Payroll jobs up in 33 states, down in 17
WASHINGTON, D.C. (July 18, 2014) — Regional and state unemployment rates were generally little changed in June. Twenty-two states and the District of Columbia had unemployment rate decreases from May, 14 states had increases, and 14 states had no change, the U.S. Bureau of Labor Statistics reported today. Forty-nine states and the District of Columbia had unemployment rate decreases from a year earlier and one state had an increase. The national jobless rate declined to 6.1 percent from May and was 1.4 percentage points lower than in June 2013.
In June, nonfarm payroll employment increased in 33 states and the District of Columbia and decreased in 17 states. The largest over-the-month increases in employment occurred in Florida (+37,400), California (+24,200), and New York (+22,500). The largest over-the-month decrease in employment occurred in Georgia (-9,500), followed by West Virginia (-9,100) and Alaska (-5,900). The largest over-the-month percentage increases in employment occurred in the District of Columbia, Indiana, North Dakota, and Oklahoma (+0.6 percent each). The largest over-the-month percentage decline in employment occurred in Alaska (-1.7 percent), followed by West Virginia (-1.2 percent), and New Hampshire and New Mexico (-0.6 percent each). Over the year, nonfarm employment increased in 47 states and the District of Columbia and decreased in 3 states. The largest over-the-year percentage increase occurred in North Dakota (+4.8 percent), followed by Nevada (+3.9 percent) and Utah (+3.5 percent). The over-the-year percentage decreases in employment occurred in Alaska (-0.7 percent), Vermont (-0.1 percent), and New Mexico (which declined by less than 0.05 percent).
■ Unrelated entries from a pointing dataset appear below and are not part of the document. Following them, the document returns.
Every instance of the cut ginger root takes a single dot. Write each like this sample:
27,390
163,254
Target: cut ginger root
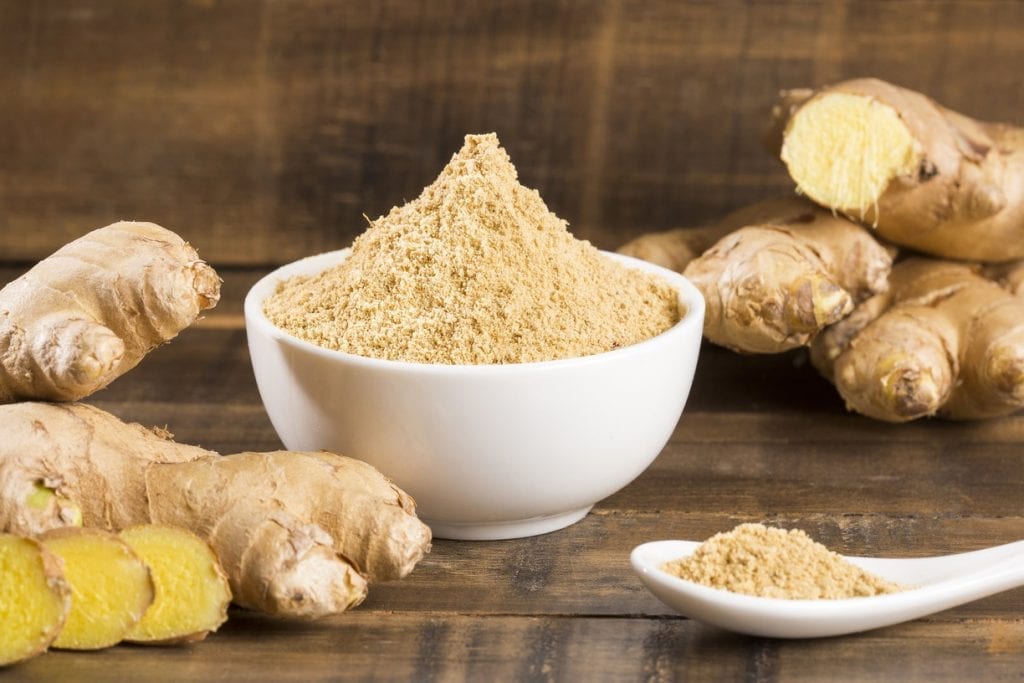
925,176
944,340
111,587
190,589
35,598
87,313
298,534
773,274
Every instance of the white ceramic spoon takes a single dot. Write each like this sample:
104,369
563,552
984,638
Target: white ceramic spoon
941,583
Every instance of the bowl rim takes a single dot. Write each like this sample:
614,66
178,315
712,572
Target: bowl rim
689,297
In June, the West continued to have the highest regional unemployment rate, 6.7 percent, while the Midwest had the lowest rate, 5.9 percent. The West and Northeast had statistically significant over-the-month unemployment rate changes (-0.2 percentage point and -0.1 point, respectively). Significant over-the-year rate decreases occurred in all four regions: the Northeast (-1.5 percentage points), Midwest and West (-1.4 points each), and South (-1.2 points).
Among the nine geographic divisions, the East South Central and Pacific had the highest jobless rates, 7.0 percent each in June. The West North Central again had the lowest rate, 4.9 percent. Over the month, the Pacific and New England had statistically significant unemployment rate changes (-0.3 percentage point and -0.2 point, respectively). All nine divisions had significant rate declines from a year earlier, the largest of which occurred in the East North Central (-1.8 percentage points) and Middle Atlantic and Pacific (-1.5 points each).
Mississippi and Rhode Island had the highest unemployment rates among the states in June, 7.9 percent each. North Dakota again had the lowest jobless rate, 2.7 percent. In total, 17 states had unemployment rates significantly lower than the U.S. figure of 6.1 percent, 8 states and the District of Columbia had measurably higher rates, and 25 states had rates that were not appreciably different from that of the nation.
In June, six states had statistically significant over-the-month unemployment rate declines: Illinois (-0.4 percentage point); Colorado, Rhode Island, and Washington (-0.3 point each); and California and New Jersey (-0.2 point each). Vermont had the only significant over-the-month rate increase (+0.2 percentage point). The remaining 43 states and the District of Columbia had jobless rates that were not measurably different from those of a month earlier, though some had changes that were at least as large numerically as the significant changes.
Thirty-four states and the District of Columbia had statistically significant jobless rate changes over the year, all of which were decreases. The largest of these occurred in South Carolina (-2.5 percentage points), Nevada (-2.3 points), and Illinois (-2.1 points). The remaining 16 states had rates that were not appreciably different from those of a year earlier.
In June 2014, 15 states had statistically significant over-the-month changes in employment, 11 of which were increases. The largest statistically significant job gains occurred in Florida (+37,400), California (+24,200), and New York (+22,500). The four statistically significant job decreases occurred in West Virginia (-9,100), Alaska (-5,900), New Mexico (-4,700), and New Hampshire (-3,900).
Over the year, 30 states had statistically significant changes in employment, all of which were positive. The largest over-the-year job increase occurred in Texas (+371,000), followed by California (+356,400) and Florida (+237,500).